As we come to the ending, it’s really not that interesting. He might as well have stood up and just repeated the word “boilerplate, boilerplate, boilerplate” for a minute or so.

2020 has been a challenging time for our people. A menacing pandemic has upended the lives of our citizens, isolated millions in their homes, damaged our economy, and claimed countless lives. Defeating this pandemic and rebuilding the greatest economy on earth will require all of us working together. It will require a renewed emphasis on the civic values of patriotism, faith, charity, community, and family. We must revitalize the sacred bonds of love and loyalty that bind us together as on national family.

To the citizens of our country: serving as your president has been the honor of my lifetime. 

And to all of my wonderful supporters: I know you are disappointed but I also want you to know that our incredible journey is only just beginning.

Thank you, God bless you, and God bless America.

The thing about this closing is that he’s saying the right things, the presidential things, and as a man who has long believed in magic words he will no doubt be frustrated when him having said all of the right words and none of the words he was told he couldn’t, it doesn’t shut his critics up.

But these would be the right words for a president to say at this moment in our history. They’re not the right words for Donald J. Trump, the man who invited people to DC and then sent them to the capitol filled with stories about elites stealing their votes, to say.

What Trump’s speech didn’t say was “I’m sorry” or “I take full responsibility.” What he didn’t do is admit his complicity, even framed as a mistake.

This speech is by far the most artificial and unconvincing thing about Donald Trump’s presidency to date, even in comparison to his spray tan or his aggressively sculpted combover hairstyle. Watching it, it’s obvious he doesn’t mean it, but even if he meant every word, some of them are lies and they still reflect the man who said “I take no responsibility.”

Well, that’s not entirely true, I guess. He did take responsibility for the National Guard. He just doesn’t deserve it.
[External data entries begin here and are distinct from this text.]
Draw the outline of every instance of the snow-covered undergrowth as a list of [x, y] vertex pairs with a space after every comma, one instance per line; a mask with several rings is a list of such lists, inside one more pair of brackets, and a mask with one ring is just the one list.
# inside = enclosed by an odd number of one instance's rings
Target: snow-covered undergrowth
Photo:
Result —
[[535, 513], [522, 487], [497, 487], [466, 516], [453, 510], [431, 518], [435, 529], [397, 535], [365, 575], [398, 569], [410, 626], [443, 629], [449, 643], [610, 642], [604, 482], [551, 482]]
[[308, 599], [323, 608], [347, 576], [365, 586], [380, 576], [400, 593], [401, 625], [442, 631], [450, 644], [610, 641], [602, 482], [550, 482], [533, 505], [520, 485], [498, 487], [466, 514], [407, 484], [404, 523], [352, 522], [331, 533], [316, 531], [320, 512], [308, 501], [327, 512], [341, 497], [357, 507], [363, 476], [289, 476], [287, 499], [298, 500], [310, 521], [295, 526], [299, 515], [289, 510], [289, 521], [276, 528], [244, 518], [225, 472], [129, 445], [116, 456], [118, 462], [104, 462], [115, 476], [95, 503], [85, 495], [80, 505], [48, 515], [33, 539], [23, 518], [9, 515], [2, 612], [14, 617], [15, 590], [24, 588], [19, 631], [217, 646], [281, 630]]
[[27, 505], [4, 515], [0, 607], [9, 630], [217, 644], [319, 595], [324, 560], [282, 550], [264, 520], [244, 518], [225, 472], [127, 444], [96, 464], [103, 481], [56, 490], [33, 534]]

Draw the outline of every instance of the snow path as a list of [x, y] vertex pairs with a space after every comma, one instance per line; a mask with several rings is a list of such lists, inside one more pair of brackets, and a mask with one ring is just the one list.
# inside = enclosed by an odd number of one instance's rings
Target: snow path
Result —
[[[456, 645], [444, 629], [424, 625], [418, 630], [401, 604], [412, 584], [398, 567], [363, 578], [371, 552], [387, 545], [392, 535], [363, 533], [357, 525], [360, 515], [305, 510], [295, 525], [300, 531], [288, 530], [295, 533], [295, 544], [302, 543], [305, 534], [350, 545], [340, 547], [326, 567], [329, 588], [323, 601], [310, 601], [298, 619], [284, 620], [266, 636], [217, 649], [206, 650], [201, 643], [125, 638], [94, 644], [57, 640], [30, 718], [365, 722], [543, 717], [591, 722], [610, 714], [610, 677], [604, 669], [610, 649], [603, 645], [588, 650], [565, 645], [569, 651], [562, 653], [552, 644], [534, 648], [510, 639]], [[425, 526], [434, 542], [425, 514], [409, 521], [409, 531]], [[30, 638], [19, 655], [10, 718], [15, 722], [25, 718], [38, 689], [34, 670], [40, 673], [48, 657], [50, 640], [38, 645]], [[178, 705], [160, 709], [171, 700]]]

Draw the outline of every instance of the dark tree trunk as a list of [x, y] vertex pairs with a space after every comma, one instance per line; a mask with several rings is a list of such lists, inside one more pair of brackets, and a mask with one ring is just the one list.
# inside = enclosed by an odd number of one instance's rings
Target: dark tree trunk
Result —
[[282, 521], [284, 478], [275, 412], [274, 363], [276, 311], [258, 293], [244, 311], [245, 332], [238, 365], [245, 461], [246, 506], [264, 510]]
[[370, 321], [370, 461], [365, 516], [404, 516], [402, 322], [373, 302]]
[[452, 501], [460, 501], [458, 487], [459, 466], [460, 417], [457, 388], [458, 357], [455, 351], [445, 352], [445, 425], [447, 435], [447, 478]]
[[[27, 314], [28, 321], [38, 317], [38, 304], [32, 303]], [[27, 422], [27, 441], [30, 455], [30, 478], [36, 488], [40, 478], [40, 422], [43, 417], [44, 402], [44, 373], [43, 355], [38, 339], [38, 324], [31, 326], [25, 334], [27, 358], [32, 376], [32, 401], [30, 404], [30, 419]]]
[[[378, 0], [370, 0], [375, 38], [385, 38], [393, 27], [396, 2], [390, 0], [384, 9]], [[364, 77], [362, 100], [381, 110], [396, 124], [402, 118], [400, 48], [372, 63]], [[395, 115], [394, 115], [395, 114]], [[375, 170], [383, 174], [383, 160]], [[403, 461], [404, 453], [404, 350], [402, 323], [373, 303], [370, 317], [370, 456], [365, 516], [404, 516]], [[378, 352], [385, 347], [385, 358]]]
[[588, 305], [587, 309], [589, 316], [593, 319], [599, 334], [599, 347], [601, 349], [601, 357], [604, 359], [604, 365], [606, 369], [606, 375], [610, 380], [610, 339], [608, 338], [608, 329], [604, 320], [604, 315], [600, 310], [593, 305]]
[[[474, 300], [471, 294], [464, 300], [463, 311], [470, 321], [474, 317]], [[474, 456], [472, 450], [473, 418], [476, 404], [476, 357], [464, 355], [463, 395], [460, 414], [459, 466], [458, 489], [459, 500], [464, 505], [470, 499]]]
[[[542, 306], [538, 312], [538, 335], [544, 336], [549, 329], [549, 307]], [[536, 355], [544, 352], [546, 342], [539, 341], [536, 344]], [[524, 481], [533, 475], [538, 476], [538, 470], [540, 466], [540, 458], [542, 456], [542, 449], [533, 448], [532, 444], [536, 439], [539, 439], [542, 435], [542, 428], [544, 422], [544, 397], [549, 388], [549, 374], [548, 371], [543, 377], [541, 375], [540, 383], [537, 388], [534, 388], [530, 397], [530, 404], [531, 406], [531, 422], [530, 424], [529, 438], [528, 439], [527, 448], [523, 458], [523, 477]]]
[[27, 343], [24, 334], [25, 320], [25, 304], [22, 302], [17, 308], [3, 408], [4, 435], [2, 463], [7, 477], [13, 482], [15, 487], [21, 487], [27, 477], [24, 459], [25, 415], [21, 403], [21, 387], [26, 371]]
Essentially, this speech was a display of Trump on his best behavior with the emphasis on display. It along with his continued silence on Twitter are an attempt to show not just that he’s willing to play ball for the next two weeks to avoid impeachment or further consequences but that he’s able to in the first place.

As Trump speeches go: it’s not overtly inflammatory, it contains very few outright lies, it directly attacks no one, it’s not rambling or discursive and contains little private jargon, and above all, it’s short. That last point alone might elevate it to the top tier of speeches he’s ever given.

But in abdicating responsibility for what he’s done and taking credit for things he actually obstructed, this speech reveals what a sham Trump’s current posture is. This is Trump’s best self, the best version of himself, and it is as hollow and phony as his sham of a business empire is.

If Congress and the national commentariat allow themselves to be mollified by this facile, manipulative, and manipulated display and mistake his willingness to be solemn and serious for an act of contrition, then he will once again learn the lesson that he can do whatever he wants without consequences, and have no reason to not only repeat his sickening attack on democracy but to go bigger with it, since now he knows the first way didn’t work.